その教会にはヴァルキリーにまたがったアルス兄さんの姿を象った吸氷石の像が安置されている。
この吸氷石の像が置いてある床に魔法陣を描き、そのうえで儀式を行うことで継承の儀をやってしまおうというものだ。
つまり、祭壇とは吸氷石の像と魔法陣の描かれた床を意味している。
「……え? ですが、継承の儀というのは教会関係者が秘匿しているのでは? 私も以前、妻のリュシカと結婚した時に継承の儀を受けましたが、魔法陣の全てを見れませんでしたよ」
「そうみたいだね。命名の儀は誰でも同じだけど、継承の儀は男女で違うって話だったからね」
教会で行う継承の儀。
それは、結婚する男女に対して行うものだ。
夫婦となる騎士以上の者に対して、教会が継承の儀を行うことで、その二人の間で生まれてきた男児には継承権が発生する。

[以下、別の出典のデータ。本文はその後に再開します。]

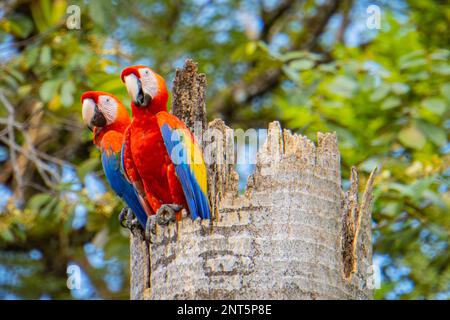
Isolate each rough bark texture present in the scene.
[131,60,373,299]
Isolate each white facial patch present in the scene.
[81,99,95,125]
[125,73,139,101]
[139,68,158,98]
[98,96,117,125]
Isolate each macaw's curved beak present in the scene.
[89,104,106,127]
[134,88,152,108]
[122,69,152,108]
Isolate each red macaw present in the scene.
[121,66,211,238]
[81,91,147,229]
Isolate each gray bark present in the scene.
[131,60,374,299]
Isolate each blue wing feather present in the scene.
[102,150,147,228]
[160,124,211,220]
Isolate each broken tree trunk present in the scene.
[131,60,374,299]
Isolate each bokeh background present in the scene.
[0,0,450,299]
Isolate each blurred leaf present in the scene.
[61,80,75,107]
[40,46,52,66]
[417,121,447,147]
[398,126,426,149]
[39,79,61,102]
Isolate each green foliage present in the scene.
[0,0,450,299]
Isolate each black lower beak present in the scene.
[134,81,152,108]
[90,105,106,127]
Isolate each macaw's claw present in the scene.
[145,215,156,243]
[155,203,183,226]
[119,207,131,228]
[119,207,141,234]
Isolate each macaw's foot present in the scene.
[145,203,183,243]
[145,215,156,243]
[155,203,183,226]
[119,207,140,232]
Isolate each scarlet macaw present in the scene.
[81,91,147,228]
[121,66,211,239]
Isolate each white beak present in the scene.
[125,73,141,101]
[81,99,95,126]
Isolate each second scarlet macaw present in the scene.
[81,91,147,228]
[121,66,211,237]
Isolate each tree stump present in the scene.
[130,60,375,299]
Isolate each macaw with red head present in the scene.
[121,66,211,238]
[81,91,147,228]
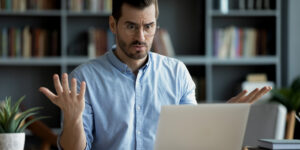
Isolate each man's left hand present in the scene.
[227,86,272,103]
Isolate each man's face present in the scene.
[115,3,156,60]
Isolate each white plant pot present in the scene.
[0,133,25,150]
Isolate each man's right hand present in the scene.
[39,73,86,122]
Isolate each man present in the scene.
[40,0,270,150]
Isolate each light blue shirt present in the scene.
[59,50,196,150]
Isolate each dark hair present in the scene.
[112,0,158,21]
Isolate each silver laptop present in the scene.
[155,104,250,150]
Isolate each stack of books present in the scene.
[258,139,300,150]
[214,26,271,58]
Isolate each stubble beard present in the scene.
[116,36,149,60]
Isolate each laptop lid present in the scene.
[155,104,250,150]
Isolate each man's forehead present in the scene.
[120,3,156,23]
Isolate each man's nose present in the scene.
[135,28,145,42]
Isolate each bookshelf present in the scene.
[0,0,282,131]
[205,0,281,102]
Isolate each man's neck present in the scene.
[114,48,148,75]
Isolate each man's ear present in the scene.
[109,16,117,34]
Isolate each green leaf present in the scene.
[16,116,49,132]
[0,124,5,133]
[12,96,25,115]
[291,76,300,91]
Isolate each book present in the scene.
[258,139,300,150]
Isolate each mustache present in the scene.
[130,41,147,46]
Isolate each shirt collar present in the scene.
[107,46,151,73]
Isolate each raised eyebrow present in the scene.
[125,21,138,25]
[145,22,154,26]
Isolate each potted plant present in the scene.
[271,76,300,139]
[0,96,45,150]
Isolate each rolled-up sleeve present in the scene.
[179,62,197,104]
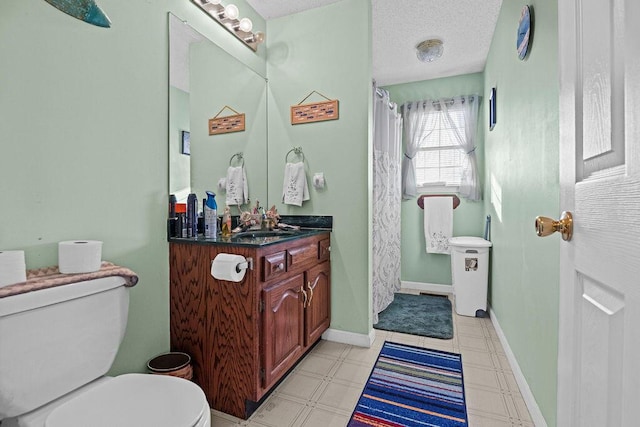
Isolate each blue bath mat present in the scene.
[348,342,468,427]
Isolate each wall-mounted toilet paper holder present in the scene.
[236,258,253,273]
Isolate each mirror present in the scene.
[169,14,267,214]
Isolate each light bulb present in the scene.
[224,4,240,19]
[239,18,253,33]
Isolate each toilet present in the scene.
[0,277,211,427]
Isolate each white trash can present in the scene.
[449,236,491,317]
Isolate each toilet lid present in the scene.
[45,374,209,427]
[449,236,491,248]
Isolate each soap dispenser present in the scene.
[221,205,231,237]
[204,191,218,239]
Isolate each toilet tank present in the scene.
[0,277,129,420]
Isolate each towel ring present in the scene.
[229,153,244,166]
[284,147,304,163]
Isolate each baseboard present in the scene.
[322,328,376,348]
[401,280,453,294]
[488,306,547,427]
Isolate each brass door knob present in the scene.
[536,212,573,241]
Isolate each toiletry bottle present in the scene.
[167,194,178,237]
[169,194,178,219]
[176,203,187,238]
[187,193,198,237]
[222,205,231,237]
[204,191,218,239]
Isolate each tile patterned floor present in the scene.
[211,291,533,427]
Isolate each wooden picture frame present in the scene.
[291,99,340,125]
[209,113,245,135]
[180,130,191,156]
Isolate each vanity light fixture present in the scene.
[191,0,264,52]
[416,39,444,62]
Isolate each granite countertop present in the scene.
[168,215,333,247]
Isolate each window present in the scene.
[415,106,466,187]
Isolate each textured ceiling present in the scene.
[247,0,502,86]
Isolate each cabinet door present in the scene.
[262,274,305,388]
[304,262,331,346]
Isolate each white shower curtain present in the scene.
[371,84,402,324]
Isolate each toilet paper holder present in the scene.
[236,257,253,273]
[211,257,253,273]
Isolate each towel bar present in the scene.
[418,194,460,209]
[284,147,304,164]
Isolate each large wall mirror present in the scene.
[169,14,267,214]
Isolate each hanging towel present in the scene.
[423,197,453,254]
[226,165,249,206]
[282,162,309,206]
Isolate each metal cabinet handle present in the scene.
[536,212,573,241]
[307,282,313,306]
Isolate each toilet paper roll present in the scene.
[58,240,102,274]
[313,172,324,190]
[211,254,247,282]
[0,251,27,288]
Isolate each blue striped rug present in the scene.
[348,341,468,427]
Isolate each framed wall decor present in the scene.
[516,6,533,60]
[180,130,191,156]
[489,87,496,130]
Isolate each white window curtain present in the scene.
[439,95,482,201]
[371,85,402,324]
[402,95,482,201]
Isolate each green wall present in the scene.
[0,0,371,374]
[385,73,486,285]
[483,0,560,426]
[267,0,371,334]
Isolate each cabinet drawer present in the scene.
[287,242,318,270]
[318,239,331,261]
[262,251,287,282]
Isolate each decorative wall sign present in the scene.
[489,87,496,130]
[516,6,533,59]
[291,90,339,125]
[209,105,245,135]
[45,0,111,28]
[180,130,191,156]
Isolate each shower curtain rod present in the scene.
[376,88,396,110]
[400,95,480,110]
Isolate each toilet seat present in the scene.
[44,374,210,427]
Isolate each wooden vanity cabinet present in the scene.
[169,232,331,419]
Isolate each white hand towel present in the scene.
[282,162,309,206]
[423,197,453,254]
[226,166,249,206]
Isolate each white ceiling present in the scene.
[247,0,502,86]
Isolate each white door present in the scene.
[556,0,640,427]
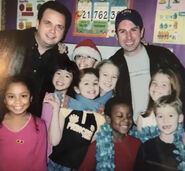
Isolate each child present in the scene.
[135,96,185,171]
[0,76,46,171]
[46,68,110,113]
[137,69,180,131]
[45,68,105,170]
[79,97,141,171]
[72,39,102,70]
[41,61,79,156]
[96,60,119,96]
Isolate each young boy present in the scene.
[135,96,183,171]
[79,97,141,171]
[72,39,102,70]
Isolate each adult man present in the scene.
[0,1,71,115]
[110,9,185,121]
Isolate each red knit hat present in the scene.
[72,39,102,61]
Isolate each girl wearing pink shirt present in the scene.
[0,76,47,171]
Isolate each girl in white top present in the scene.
[136,69,180,131]
[96,60,119,96]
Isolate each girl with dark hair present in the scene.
[79,97,141,171]
[0,76,47,171]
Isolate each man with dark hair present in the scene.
[0,1,71,116]
[110,9,185,121]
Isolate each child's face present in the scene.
[99,64,119,94]
[4,82,31,115]
[149,73,171,101]
[108,104,132,140]
[75,74,99,99]
[75,55,96,70]
[53,69,73,93]
[156,105,182,135]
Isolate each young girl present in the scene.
[79,97,141,171]
[96,60,119,96]
[0,76,46,171]
[135,96,185,171]
[41,61,79,156]
[137,69,180,131]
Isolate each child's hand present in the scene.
[58,42,68,54]
[44,93,60,108]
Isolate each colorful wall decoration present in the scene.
[73,0,132,37]
[17,0,53,30]
[153,0,185,44]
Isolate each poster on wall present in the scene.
[73,0,132,37]
[0,0,5,30]
[153,0,185,44]
[17,0,54,30]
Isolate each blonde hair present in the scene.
[142,68,180,118]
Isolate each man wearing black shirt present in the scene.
[0,1,71,116]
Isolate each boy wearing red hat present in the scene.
[72,39,102,70]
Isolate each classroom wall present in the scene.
[5,0,185,66]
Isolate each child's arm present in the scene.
[31,118,47,171]
[44,93,62,146]
[136,114,143,131]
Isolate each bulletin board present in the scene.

だが、実際に継承の儀を受けた人間であっても、その魔法陣の全貌は分からないらしい。
というのも、男女それぞれに別の魔法陣を使って儀式を行っているからだそうだ。
たとえば、エルビスの場合だと結婚式のときにエルビスだけが別室に呼ばれて男性用の魔法陣で継承の儀を受ける。
そして、妻であるリュシカはエルビスとは分かれて別室へと呼ばれて女性用の魔法陣を使っての儀式を行うのだ。
つまり、男性側だけが魔法陣を探ろうとしても対となるもう一つの魔法陣を知る機会がないということになるらしい。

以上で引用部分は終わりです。